Scoob!’s emotional moments are obligatory rather than authentically moving. Part of me wonders if characters like Scooby-Doo or Shaggy just can’t sustain anything more substantive than a half-hour cartoon comedy. Then again, if Spider-Man Noir could make me tear up, then any animated family movie character can be poignant provided that the writing is up to scratch. Unfortunately, Scoob! is going through the motions in its screenwriting. The voice cast is similarly perfunctory save for Jason Isaacs doing a delightful scenery-chewing turn as Dick Dastardly. Between this performance and his work on that Dark Crystal TV show last year, let’s give Isaacs more voicework, please. Otherwise, most of the cast is content to just do vague impressions of familiar characters without lending actual personality or conviction to their roles.
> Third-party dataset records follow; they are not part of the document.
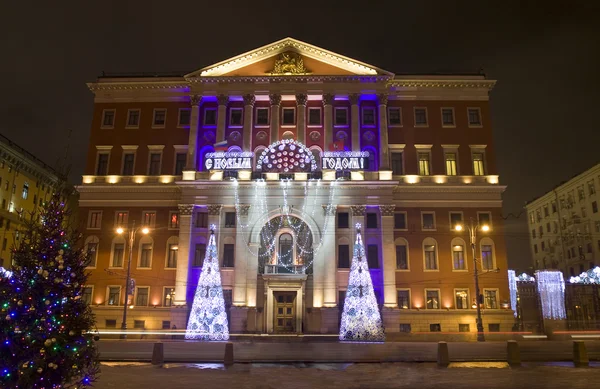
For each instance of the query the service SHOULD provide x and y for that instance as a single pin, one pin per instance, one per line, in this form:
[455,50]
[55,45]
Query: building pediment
[288,57]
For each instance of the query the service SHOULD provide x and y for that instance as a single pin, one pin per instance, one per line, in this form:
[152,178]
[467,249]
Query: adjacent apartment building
[285,149]
[564,225]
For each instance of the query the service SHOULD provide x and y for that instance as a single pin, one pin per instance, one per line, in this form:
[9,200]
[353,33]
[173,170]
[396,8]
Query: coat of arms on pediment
[289,63]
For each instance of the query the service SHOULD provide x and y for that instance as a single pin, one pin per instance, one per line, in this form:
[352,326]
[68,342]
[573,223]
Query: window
[404,299]
[199,254]
[262,116]
[168,296]
[114,295]
[180,161]
[478,167]
[461,298]
[289,116]
[341,116]
[108,118]
[141,296]
[102,165]
[118,252]
[160,117]
[400,220]
[474,117]
[371,220]
[490,298]
[397,168]
[343,220]
[228,258]
[368,116]
[201,220]
[128,163]
[394,116]
[455,219]
[145,255]
[133,118]
[210,117]
[154,166]
[185,115]
[229,219]
[401,257]
[149,218]
[428,220]
[447,117]
[235,117]
[314,116]
[432,296]
[421,117]
[450,164]
[430,254]
[94,220]
[172,249]
[458,256]
[86,294]
[173,220]
[344,256]
[423,164]
[373,256]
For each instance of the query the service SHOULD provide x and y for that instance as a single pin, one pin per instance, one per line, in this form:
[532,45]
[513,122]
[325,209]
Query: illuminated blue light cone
[208,319]
[361,320]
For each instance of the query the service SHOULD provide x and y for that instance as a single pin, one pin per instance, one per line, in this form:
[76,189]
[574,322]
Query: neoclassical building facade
[285,149]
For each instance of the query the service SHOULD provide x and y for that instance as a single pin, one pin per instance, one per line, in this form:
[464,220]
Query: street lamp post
[472,228]
[131,231]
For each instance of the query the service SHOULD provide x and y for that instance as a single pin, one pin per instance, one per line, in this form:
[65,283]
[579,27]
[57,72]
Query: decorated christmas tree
[44,323]
[208,319]
[361,320]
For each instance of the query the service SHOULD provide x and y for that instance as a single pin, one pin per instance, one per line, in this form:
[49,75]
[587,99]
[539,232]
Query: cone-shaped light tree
[361,320]
[208,319]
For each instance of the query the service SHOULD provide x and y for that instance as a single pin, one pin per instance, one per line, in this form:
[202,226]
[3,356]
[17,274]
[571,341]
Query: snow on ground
[345,376]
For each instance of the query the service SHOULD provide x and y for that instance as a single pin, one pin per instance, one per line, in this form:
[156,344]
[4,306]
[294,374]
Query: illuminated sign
[225,160]
[345,160]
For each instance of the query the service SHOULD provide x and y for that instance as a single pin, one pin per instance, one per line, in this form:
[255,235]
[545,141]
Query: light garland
[361,319]
[208,318]
[551,289]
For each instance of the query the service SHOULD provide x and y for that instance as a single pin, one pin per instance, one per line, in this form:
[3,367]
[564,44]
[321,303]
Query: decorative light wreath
[286,156]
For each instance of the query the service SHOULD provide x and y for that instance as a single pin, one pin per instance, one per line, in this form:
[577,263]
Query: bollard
[443,357]
[158,357]
[580,358]
[513,355]
[228,360]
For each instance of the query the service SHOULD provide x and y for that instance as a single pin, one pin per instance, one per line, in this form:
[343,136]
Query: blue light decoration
[551,289]
[361,319]
[208,319]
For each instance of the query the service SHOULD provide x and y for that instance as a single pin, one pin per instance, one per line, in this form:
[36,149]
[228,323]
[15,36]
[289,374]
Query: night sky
[545,105]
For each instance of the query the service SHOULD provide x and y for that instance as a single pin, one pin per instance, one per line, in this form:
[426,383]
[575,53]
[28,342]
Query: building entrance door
[285,312]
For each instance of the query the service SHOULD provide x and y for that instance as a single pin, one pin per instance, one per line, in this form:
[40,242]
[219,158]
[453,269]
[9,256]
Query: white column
[389,255]
[248,118]
[183,253]
[241,259]
[192,157]
[384,158]
[355,121]
[301,117]
[328,120]
[221,117]
[275,103]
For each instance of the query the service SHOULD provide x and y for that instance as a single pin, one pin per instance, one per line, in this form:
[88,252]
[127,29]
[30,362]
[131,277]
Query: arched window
[488,254]
[459,261]
[91,249]
[172,251]
[145,249]
[430,257]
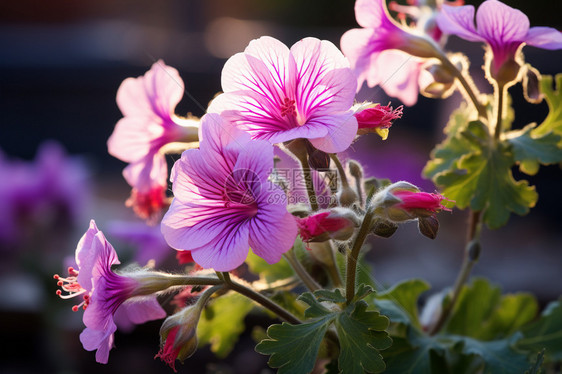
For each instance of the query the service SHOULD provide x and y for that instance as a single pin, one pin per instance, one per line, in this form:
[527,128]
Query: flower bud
[383,228]
[376,118]
[428,226]
[337,224]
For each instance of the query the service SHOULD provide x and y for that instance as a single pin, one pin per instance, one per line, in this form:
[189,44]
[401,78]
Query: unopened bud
[428,226]
[383,228]
[337,224]
[317,159]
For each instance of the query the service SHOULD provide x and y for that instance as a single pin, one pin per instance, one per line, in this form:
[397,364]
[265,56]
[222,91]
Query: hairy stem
[260,299]
[351,269]
[467,86]
[500,93]
[306,278]
[469,260]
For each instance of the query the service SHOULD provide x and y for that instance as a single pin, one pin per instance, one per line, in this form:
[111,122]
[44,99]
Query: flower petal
[102,340]
[500,24]
[342,129]
[324,80]
[459,21]
[157,92]
[228,250]
[273,230]
[544,37]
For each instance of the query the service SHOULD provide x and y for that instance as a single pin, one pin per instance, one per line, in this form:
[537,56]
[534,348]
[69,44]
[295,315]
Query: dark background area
[61,63]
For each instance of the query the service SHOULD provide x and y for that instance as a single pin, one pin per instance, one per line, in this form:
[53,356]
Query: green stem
[499,112]
[352,255]
[306,278]
[260,299]
[469,260]
[468,88]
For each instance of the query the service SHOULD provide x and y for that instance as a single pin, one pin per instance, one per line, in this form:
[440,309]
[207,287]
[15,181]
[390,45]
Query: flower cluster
[233,208]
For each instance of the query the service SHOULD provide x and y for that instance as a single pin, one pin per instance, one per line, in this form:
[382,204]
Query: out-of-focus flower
[386,54]
[104,292]
[223,201]
[376,118]
[149,123]
[50,191]
[503,28]
[338,224]
[280,94]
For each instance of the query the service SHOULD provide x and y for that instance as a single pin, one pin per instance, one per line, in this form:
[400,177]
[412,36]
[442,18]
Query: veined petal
[324,80]
[501,24]
[342,129]
[273,230]
[132,137]
[459,21]
[397,73]
[188,227]
[544,37]
[261,68]
[228,250]
[157,92]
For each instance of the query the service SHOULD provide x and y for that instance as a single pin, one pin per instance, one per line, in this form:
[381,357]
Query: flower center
[72,289]
[288,108]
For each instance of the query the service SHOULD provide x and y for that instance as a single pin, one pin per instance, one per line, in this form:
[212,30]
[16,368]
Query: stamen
[288,107]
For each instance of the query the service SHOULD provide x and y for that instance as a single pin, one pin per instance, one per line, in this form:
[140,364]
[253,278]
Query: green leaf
[224,323]
[361,334]
[269,273]
[546,332]
[531,150]
[553,121]
[294,348]
[446,154]
[483,313]
[399,302]
[484,180]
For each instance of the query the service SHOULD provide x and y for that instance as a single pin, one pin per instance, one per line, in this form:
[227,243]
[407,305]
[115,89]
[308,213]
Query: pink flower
[377,118]
[335,224]
[415,205]
[280,94]
[104,293]
[223,201]
[503,28]
[149,123]
[382,53]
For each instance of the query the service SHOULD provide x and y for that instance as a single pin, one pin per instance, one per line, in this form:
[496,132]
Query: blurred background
[61,63]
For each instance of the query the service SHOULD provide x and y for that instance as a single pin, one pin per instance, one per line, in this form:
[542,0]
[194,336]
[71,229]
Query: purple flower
[280,94]
[149,123]
[50,191]
[105,293]
[503,28]
[223,201]
[383,53]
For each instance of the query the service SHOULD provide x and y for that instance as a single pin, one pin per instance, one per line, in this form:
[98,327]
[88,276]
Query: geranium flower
[503,28]
[105,293]
[280,94]
[383,53]
[149,123]
[223,201]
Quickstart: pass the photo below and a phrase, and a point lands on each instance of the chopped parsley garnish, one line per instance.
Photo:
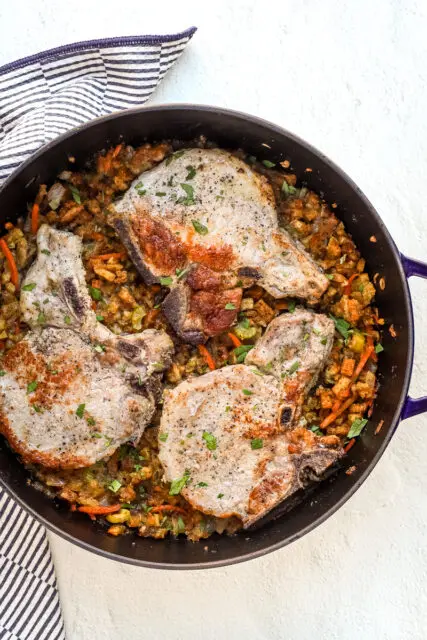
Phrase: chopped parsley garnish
(99, 348)
(76, 194)
(178, 485)
(181, 273)
(95, 293)
(190, 194)
(29, 287)
(356, 428)
(199, 227)
(294, 367)
(191, 172)
(268, 164)
(317, 430)
(210, 440)
(114, 486)
(80, 410)
(32, 386)
(342, 326)
(242, 351)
Will Forte especially struggles to make his Shaggy sound like anything other than Will Forte doing a Shaggy impersonation. More successful is the computer-animation done by Reel FX. This animation house has clearly made leaps and bounds in progress since their work on films like Rock Dog and Free Birds. Though certain textures like hair and water still look subpar, much of the film actually looks solid, particularly when it comes to translating hand-drawn characters into computer-animation designs. Though the animation is solid, it’s used at the behest of screenwriting and direction that struggles to either amuse or move you. Scoob! is painless in some respects compared to other computer-animated kids fare (bathroom humor is kept to a minimum, thank God) and it’s better than the last two theatrically-released Scooby-Doo movies. Still, Scoob!’s whirlwind pace and boatload of Hanna-Barbera Easter Eggs end up being surface-level distractions from just how thinly-sketched this whole production is.